Les ghûls sont les créatures antédiluviennes, libérées du monde souterrain par les rites de l’age de Zalagharle-Fou qui régna sur le Taggoth. A leur tête se trouvent les nafilîn, les anges déchus. Dans leur giron, Shayatz a engendré les shayatîn, entités de la corruption des âmes. Les nafilîn et les shayatîn ne sont pas des ghûl au sens premier, mais y sont assimilées, car sur terre depuis les temps anciens d’Idaris.

Parmi les ghûls : les nisnas, les waswasî, les djuj et madjuj, les rakshasa, les khamshka, les simurghs, les rokks, les zéphyrs… tous les êtres fabuleux.

Le Parchemin des Enfers et les Parchemins Illuminés d’Aramidras disent la vérité, et font le tri entre les vrais ghûls et les eydolun supérieurs ayant échappé à Eldobos.
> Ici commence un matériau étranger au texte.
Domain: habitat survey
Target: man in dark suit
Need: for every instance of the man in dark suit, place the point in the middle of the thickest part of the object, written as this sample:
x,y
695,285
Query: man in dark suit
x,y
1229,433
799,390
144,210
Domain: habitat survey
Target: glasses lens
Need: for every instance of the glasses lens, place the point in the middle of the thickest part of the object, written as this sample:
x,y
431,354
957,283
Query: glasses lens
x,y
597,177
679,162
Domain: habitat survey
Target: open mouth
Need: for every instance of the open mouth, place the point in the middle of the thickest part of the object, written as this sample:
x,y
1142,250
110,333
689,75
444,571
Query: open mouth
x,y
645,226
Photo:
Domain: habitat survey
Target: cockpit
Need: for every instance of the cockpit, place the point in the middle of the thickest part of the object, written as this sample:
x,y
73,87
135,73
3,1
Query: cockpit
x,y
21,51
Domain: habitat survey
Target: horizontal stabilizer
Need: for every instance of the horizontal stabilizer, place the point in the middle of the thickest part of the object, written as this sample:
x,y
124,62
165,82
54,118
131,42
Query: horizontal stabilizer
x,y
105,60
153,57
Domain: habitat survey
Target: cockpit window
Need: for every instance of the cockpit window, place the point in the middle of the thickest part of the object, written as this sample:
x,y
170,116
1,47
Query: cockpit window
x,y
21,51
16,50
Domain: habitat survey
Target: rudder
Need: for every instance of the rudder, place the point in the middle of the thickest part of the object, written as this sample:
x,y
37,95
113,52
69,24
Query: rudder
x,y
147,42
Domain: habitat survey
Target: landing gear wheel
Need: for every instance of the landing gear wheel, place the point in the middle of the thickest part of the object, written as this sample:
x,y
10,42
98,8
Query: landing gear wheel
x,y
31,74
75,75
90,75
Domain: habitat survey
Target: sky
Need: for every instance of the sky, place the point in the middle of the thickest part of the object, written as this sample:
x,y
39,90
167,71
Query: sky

Avatars: l’Anthropomorphie

Les dives et les esprits se mêlent depuis toujours aux hommes en prenant l’apparence de ceux-ci. On parle alors d’un avatar. En général l’avatar est exclusif: tant que le dive ou l’esprit est contenu dans un avatar, il ne peut en produire un autre. Leurs capacités restent inchangées: l’étendue de leur niyya (ici, la surface couverte par leur pouvoir) reste inchangée durant l’incarnation, ce qui leur donne le don d’ubiquité, mais pas matérielle.

Quelques règles spécifiques s’appliquent à chacun des avatars.

Dives: ils ont tous une apparence surhumaine: leurs traits semblent parfaits pour les exprimer, il se dégage quelque chose d’indicible, d’ineffable. Les spirituels pourront distinguer leur aura.

Anges: les anges peuvent faire apparaitre une paire d’ailes multicolores très solide, qui peut leur servir de bouclier ou leur permettre de voler

Génies: les génies peuvent se déplacer sous forme de tourbillon coloré, ils sont alors immatériels, mais visibles, et trop rapides pour les mouvements humains.